KI physiologist receives the 2013 Malin and Lennart Philipson Foundation Prize
Jorge Ruas PhD, is awarded the Malin and Lennart Philipson Foundation Prize and Research Grant for his outstanding and widely cited research regarding the control of muscle cell growth. The prize is a research grant of SEK 2 million, SEK 50,000 of which constitutes a personal award.
Dr Ruas received his PhD in 2005, and currently works at Karolinska Institutet's Department of Physiology and Pharmacology, having previously been active at the Dana-Farber Cancer Institute and Harvard Medical School in the USA. His research focuses on molecular mechanisms that mediate muscle mass and function, with a particular emphasis on finding future treatments against muscle atrophy. One discovery that Dr Ruas and his US based research group have made is a previously unknown protein in mice that helps muscles grow and become stronger through strength exercise. Since this protein is also found in humans, their results open up for possible treatments that could improve the performance capacity of patients and prevent muscle atrophy as a result of, for example, cancer, prolonged hospitalisation and ageing.
The Malin and Lennart Philipson Foundation Prize and Research Grant is awarded on alternate years at Uppsala University and Karolinska Institutet. The foundation's chairperson is Malin Philipson and its scientific committee comprises Li Felländer-Tsai, professor of orthopaedics at Karolinska Institutet, and Ulf Pettersson, professor of medical genetics at Uppsala University. They are both very pleased with the choice of Dr Jorge Ruas.
"Jorge Ruas has made important scientific discoveries, demonstrated a high degree of productivity and established an independent line of research," says Professor Felländer-Tsai. "He indeed deserves this award."

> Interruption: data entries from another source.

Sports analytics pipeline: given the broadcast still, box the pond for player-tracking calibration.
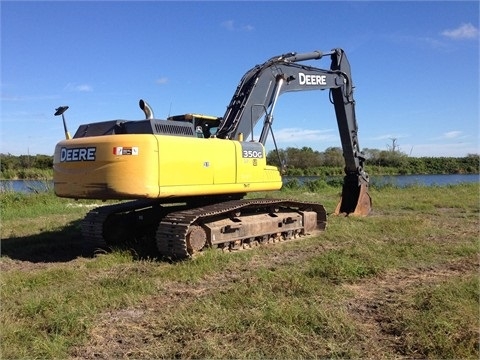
[0,174,480,193]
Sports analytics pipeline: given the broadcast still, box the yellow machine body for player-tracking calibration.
[53,134,282,200]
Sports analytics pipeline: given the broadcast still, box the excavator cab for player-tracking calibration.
[167,114,222,139]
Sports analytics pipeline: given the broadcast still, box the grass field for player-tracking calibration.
[0,184,480,359]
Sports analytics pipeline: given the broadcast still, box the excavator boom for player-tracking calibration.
[217,49,371,216]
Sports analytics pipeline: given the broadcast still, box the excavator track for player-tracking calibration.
[80,200,157,248]
[156,199,326,260]
[81,199,327,260]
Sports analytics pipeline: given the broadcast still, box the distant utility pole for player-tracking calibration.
[387,138,399,152]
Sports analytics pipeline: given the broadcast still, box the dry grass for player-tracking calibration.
[0,184,480,359]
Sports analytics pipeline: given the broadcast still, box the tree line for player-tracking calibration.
[0,147,480,179]
[267,147,480,176]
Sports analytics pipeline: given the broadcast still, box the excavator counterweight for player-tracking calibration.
[54,49,371,259]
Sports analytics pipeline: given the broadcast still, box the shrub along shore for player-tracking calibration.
[0,152,480,180]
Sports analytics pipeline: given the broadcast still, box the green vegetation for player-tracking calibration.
[0,154,53,180]
[267,147,480,176]
[0,183,480,359]
[0,147,480,180]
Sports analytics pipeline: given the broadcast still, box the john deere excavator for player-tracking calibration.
[53,49,371,259]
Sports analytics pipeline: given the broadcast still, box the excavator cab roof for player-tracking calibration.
[167,114,222,138]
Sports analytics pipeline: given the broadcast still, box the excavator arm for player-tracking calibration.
[216,49,371,216]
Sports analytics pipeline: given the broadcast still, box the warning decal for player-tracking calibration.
[113,146,138,155]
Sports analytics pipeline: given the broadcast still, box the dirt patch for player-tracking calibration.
[344,256,479,358]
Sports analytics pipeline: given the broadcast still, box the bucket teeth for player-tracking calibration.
[334,183,372,216]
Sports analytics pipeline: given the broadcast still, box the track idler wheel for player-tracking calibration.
[334,177,372,216]
[186,225,207,255]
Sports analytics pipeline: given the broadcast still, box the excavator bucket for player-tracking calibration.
[334,177,372,216]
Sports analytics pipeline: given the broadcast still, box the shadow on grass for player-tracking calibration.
[0,220,160,263]
[0,220,95,263]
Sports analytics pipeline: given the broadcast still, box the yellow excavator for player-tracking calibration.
[53,49,371,259]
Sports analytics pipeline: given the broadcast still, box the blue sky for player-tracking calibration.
[0,1,480,156]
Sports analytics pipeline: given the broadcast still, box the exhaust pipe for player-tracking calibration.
[53,106,72,140]
[138,99,154,120]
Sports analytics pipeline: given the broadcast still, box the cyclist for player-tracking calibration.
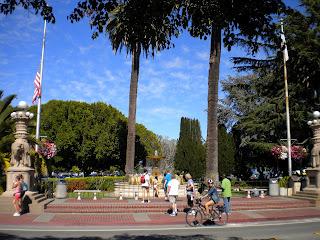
[201,179,220,216]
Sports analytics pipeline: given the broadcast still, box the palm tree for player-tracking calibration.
[68,0,179,174]
[182,0,284,179]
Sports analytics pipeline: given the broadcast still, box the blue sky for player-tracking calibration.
[0,1,296,138]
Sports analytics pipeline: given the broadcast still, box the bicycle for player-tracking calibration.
[186,198,228,227]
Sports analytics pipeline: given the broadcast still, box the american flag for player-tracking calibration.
[32,72,41,104]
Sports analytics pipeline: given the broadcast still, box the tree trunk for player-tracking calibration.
[125,46,140,174]
[206,26,221,180]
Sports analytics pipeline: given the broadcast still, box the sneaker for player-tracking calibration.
[13,212,20,217]
[189,210,196,215]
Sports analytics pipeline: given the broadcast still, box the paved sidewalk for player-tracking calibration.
[0,197,320,227]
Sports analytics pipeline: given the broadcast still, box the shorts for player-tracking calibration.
[13,193,21,200]
[169,195,178,203]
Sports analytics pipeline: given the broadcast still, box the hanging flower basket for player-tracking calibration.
[271,145,308,160]
[38,140,57,159]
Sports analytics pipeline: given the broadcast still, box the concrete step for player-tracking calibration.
[45,198,314,213]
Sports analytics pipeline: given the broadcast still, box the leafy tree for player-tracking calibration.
[0,0,56,23]
[218,125,236,175]
[30,101,159,174]
[175,117,205,178]
[228,1,320,174]
[182,0,284,179]
[158,136,177,170]
[69,0,179,174]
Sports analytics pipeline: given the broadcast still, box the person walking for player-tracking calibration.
[221,174,232,215]
[168,174,180,217]
[164,170,171,200]
[12,175,21,217]
[140,169,150,203]
[153,176,159,197]
[201,179,220,217]
[185,173,194,207]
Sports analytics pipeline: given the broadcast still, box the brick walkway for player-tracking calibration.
[0,197,320,226]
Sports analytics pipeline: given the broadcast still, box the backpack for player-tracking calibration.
[140,175,146,183]
[22,182,28,192]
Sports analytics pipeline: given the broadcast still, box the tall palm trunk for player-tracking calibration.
[206,26,221,180]
[125,46,141,174]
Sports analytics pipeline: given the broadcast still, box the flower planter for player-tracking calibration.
[293,182,301,194]
[280,187,288,197]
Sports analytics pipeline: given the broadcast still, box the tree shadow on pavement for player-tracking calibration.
[0,233,280,240]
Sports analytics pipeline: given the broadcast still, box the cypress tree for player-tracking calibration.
[175,117,205,178]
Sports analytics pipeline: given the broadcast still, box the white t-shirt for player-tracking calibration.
[141,173,150,187]
[168,178,180,196]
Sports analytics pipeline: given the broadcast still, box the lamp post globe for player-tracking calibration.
[313,111,320,118]
[18,101,28,109]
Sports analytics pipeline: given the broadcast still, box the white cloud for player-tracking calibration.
[163,57,185,68]
[138,79,166,98]
[79,44,94,54]
[170,72,190,80]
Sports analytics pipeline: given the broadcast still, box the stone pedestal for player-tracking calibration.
[1,167,34,197]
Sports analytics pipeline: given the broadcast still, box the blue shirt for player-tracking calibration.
[164,173,171,187]
[208,187,220,203]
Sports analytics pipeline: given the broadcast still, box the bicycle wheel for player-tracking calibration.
[186,208,202,227]
[214,210,229,226]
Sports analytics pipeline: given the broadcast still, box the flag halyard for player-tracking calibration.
[280,31,289,62]
[32,71,41,104]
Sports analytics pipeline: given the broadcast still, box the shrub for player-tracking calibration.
[66,178,87,192]
[279,176,290,188]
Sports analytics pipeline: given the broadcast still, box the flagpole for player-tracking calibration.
[36,20,47,151]
[280,19,292,176]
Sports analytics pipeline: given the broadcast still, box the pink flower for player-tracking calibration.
[271,145,308,160]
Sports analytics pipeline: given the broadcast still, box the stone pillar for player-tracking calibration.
[1,101,34,197]
[304,111,320,194]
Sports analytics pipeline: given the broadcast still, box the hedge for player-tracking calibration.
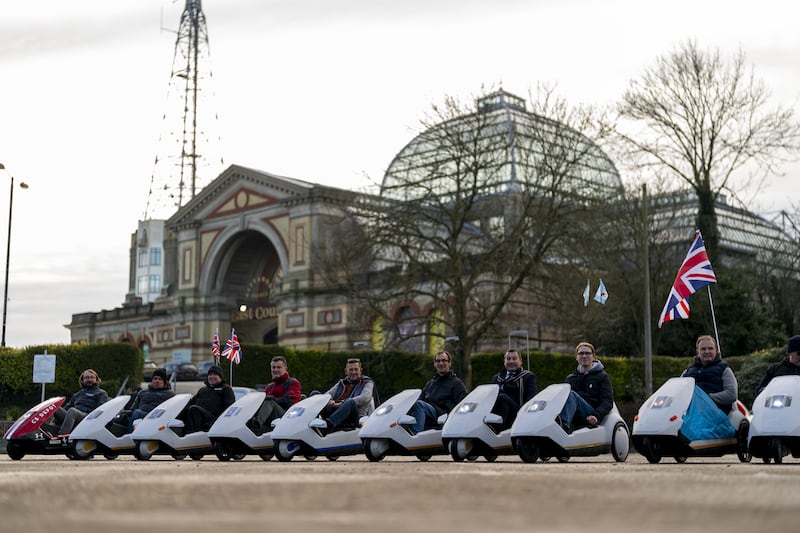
[0,343,783,419]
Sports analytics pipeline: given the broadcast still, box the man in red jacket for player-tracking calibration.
[250,355,302,435]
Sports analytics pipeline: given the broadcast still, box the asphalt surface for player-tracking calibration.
[0,452,800,533]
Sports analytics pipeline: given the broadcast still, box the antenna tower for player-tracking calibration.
[144,0,223,220]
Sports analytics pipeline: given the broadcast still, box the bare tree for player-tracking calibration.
[618,40,800,261]
[318,87,622,383]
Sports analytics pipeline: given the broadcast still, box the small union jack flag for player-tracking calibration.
[658,230,717,328]
[222,329,242,365]
[211,329,220,366]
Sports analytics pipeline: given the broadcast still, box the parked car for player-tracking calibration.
[197,360,216,378]
[142,361,158,381]
[164,363,200,381]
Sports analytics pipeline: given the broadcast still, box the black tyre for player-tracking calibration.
[611,422,631,463]
[641,437,661,464]
[364,439,386,463]
[514,438,539,463]
[214,442,233,461]
[736,420,753,463]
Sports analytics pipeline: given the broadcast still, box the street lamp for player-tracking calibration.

About the Malin and Lennart Philipson Foundation Prize and Research Grant
In memory of Professor Lennart Philipson, the board of the Malin and Lennart Philipson Foundation awards a prize and grant for molecular biomedical research with the aim to help young, promising scientists to establish an independent research group after their postdoc training. The grant sum is SEK 1 million per year for two years, including a personal prize during the first year of SEK 50,000. Apart from the researcher's scientific merits, the award also recognises the ability as a leader to establish a strong research group.
This year's prize is to be awarded at Karolinska Institutet's installation ceremony on 24 October.